Too many details are thrust up that, like the overuse of certain words detailed above, merely state the same rather manifest aspects of his character. Why Tolstoy thought that hammering points over and over was effective I can only feel was perhaps because many novels in Europe in that day were serialized for the masses, and thus, to reach a wider, less educated, audience he felt he needed to grind points to pabulum. Yet, this gratuity, which may have been needed to establish his name, now undermines it.
Another thing that stands out about this tale is how utterly nihilistic and existential it is, especially since Tolstoy, and this tale in particular, are often portrayed as being suffused with the glory of Christianity. Ivan’s life, despite his steady social rise, is never enough. There is no step outside, spurred by religion or intellect, until the last moments of pain induce the requisite human quest for relief. Tolstoy wisely makes this not the last moment of Ivan’s life, therefore lending the end of the tale an exhalation, not just a climax. Critics have often carped that the title is the tale’s outline, but that’s unfair. However, there was a lot more he could have done with it.
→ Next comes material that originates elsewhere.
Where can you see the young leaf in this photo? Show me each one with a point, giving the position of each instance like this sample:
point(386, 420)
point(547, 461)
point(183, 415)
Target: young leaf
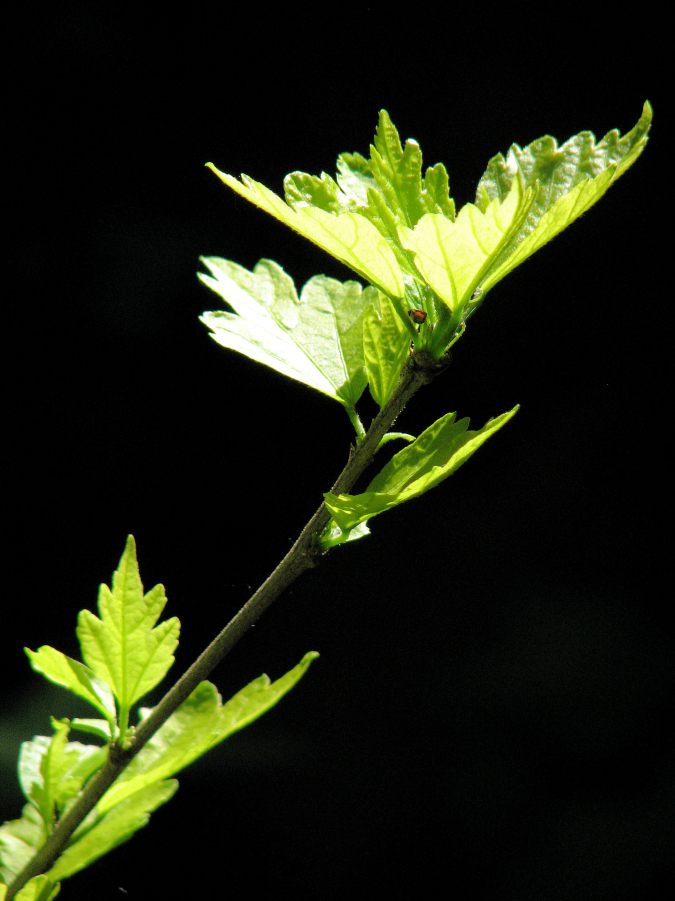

The other story, Master And Man, is shorter- 47 pages- but even less engaging, about the death of a wealthy businessman- Vassily Andreyich- lost in a blizzard, whose corpse ends up saving the life of his serf, Nikita, whom he’s cheated most of his life. The duo end up in their predicament because Vassily pushes them on at night, in hopes of greater profit. It’s not a particularly deep tale, although, again, it probably was written with a good sense of the times, and Tolstoy’s displaying an egalitarian conscience was a good move to help endear him further to the mass public. This tale has an O. Henry-The Gift Of The Magi-type twist, in its end, but overall was even less compelling than The Death Of Ivan Ilyich. In fact, while reading it I had the old poem Snow-Bound, by John Greenleaf Whittier, in mind, and that poem’s descriptions seemed far more powerful, albeit also more pleasant.
Both of these Tolstoy tales put me in mind of a far superior short story by Daphne DuMaurier, The Apple Tree, in which the death of the lead character, in a snowstorm, is far more existential than Vassily’s, as well as being far more dramatically satisfying than Ivan’s. Overall, Tolstoy makes his points- they just are not particularly new nor cogently presented; which seems to be all that Tolstoy’s writing was, and hoped to be.